Many recent studies and systematic reviews conducted to evaluate the capabilities of FV-EUS, in comparison with the conventional type, revealed a similarity in image quality and penetration force, in spite of a narrow imaging field. Moreover, the interventional procedures with FV-EUS were easier to perform compared with oblique-viewing EUS, and operators could reach difficult locations, such as the cecum. The main shortcomings reported were difficulties in intubating the esophagus or the second part of the duodenum in some patients and in aspirating pancreatic pseudocysts because of a lack of fixation of the guide-wire due to the absence of an elevator, but further comparative trials were recommended to investigate its usefulness in new indications[17,18].

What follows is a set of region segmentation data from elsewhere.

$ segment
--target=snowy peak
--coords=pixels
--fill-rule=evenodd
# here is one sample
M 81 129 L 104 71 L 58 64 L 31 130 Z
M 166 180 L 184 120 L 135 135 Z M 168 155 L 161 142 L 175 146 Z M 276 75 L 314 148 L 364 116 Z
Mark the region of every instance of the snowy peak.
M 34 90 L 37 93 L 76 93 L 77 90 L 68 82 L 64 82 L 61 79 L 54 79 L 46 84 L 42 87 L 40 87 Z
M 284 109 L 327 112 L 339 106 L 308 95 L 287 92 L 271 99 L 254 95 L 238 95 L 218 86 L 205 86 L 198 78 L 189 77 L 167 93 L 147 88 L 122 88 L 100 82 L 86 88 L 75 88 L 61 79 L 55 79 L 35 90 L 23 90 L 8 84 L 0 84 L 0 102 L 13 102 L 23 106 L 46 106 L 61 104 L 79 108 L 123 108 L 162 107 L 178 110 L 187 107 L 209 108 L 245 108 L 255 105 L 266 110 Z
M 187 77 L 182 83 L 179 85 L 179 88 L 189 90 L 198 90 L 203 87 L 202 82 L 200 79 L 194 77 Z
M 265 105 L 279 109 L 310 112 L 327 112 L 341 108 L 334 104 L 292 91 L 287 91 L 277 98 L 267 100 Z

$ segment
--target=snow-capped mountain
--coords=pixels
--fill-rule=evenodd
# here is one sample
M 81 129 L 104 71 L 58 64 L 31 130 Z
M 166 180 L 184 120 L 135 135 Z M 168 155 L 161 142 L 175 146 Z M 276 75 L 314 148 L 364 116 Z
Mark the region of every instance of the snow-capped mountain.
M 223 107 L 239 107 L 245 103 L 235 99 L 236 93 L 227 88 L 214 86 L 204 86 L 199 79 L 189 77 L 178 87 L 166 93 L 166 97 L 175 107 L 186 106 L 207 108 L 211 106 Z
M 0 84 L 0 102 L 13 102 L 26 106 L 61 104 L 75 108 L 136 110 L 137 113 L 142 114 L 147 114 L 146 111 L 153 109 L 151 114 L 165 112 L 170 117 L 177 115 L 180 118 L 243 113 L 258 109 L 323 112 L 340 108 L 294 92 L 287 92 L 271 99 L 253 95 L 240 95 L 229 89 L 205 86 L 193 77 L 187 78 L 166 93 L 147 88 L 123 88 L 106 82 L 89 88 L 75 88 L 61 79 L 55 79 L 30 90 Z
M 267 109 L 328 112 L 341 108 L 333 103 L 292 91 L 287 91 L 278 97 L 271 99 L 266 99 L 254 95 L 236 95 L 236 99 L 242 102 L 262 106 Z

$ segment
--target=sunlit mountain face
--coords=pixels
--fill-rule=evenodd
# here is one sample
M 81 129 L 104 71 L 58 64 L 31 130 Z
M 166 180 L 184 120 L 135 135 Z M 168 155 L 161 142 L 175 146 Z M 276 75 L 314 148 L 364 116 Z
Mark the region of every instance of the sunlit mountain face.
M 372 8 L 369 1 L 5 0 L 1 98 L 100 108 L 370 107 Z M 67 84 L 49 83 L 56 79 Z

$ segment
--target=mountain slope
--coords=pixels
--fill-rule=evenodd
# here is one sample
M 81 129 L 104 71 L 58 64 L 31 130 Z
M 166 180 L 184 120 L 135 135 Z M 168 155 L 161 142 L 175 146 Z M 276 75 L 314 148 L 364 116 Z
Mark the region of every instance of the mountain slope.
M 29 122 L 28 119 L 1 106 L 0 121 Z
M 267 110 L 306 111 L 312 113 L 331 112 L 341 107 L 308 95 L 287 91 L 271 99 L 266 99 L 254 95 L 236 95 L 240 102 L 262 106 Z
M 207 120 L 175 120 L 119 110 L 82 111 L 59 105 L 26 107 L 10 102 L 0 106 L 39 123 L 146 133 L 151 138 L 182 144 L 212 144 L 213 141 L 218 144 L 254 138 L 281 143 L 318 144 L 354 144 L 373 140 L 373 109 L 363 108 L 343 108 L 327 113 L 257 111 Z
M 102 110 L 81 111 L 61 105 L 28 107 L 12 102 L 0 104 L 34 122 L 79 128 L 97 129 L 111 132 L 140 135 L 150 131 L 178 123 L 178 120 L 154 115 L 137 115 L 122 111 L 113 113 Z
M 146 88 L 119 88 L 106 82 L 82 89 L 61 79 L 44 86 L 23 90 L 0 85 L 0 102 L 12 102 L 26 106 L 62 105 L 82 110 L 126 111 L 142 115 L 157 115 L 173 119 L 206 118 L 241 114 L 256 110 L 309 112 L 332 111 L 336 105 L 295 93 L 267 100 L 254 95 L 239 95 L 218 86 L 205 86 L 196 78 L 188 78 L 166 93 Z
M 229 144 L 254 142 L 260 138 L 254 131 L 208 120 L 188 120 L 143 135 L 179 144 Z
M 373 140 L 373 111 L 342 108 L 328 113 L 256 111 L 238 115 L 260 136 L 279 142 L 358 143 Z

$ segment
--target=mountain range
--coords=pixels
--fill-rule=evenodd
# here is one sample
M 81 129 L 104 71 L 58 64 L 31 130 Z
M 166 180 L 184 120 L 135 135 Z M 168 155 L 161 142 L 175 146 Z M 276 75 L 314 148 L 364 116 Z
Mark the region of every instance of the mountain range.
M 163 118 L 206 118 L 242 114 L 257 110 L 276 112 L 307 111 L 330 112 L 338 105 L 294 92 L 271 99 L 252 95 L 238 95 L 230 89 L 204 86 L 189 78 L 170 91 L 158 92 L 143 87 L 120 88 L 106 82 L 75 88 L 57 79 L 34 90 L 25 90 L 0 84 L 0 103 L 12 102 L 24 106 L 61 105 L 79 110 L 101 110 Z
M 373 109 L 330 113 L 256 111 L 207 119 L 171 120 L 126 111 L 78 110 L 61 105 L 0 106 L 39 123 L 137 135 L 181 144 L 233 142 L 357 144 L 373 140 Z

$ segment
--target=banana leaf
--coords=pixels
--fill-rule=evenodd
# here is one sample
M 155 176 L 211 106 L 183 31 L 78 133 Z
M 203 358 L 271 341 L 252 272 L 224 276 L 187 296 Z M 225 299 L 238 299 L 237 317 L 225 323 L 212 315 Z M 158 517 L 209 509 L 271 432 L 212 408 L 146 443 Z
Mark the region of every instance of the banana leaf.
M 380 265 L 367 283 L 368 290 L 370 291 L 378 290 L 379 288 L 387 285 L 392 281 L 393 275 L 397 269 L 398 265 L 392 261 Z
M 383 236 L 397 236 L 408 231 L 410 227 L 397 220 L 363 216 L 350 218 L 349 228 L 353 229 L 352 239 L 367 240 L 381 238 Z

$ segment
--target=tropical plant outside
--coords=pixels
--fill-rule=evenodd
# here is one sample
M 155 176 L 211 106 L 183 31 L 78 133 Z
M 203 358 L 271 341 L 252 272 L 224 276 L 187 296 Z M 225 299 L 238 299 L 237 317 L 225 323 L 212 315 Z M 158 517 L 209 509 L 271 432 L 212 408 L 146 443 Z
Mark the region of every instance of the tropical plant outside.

The most fascinating advent in the field of EUS and its related interventions is needle-guided tissue sampling. Cytological or histological confirmation of a diagnosis is often required in order to distinguish between different scenarios. The idea of a biopsy needle first emerged in 1992 as a modification of those used for variceal injection[19], and the first reported case of EUS-guided biopsy was in a pancreatic lesion. Subsequently, EUS-guided needle sampling was studied for safety, accuracy and indications, with different needles and techniques being developed. Nowadays, the most widely used term for EUS-guided sampling is EUS-guided fine needle aspiration (EUS-FNA)[20].


A fundamental principle of EUS-FNA is to obtain information that would have the potential to affect patient management such as: (1) differentiating between benign and malignant lesions; (2) staging of cancer; and (3) obtaining histological evidence of malignancy before chemotherapy and/or radiotherapy, or even surgery[21]. Currently, most of the recent guidelines assign EUS-FNA as an integral part of sampling of the pancreas, mediastinal lymph nodes (esophageal/lung cancer), celiac lymph node, intra-abdominal lymph node, peri-rectal lymph node/mass, posterior mediastinal mass of unknown etiology, and intra-pleural/intra-abdominal fluid. In addition to these lesions, the indications for EUS-FNA have been expanded to submucosal tumors, small liver lesions, left adrenal masses, and suspected recurrent cancers in and adjacent to an anastomosis[9-22].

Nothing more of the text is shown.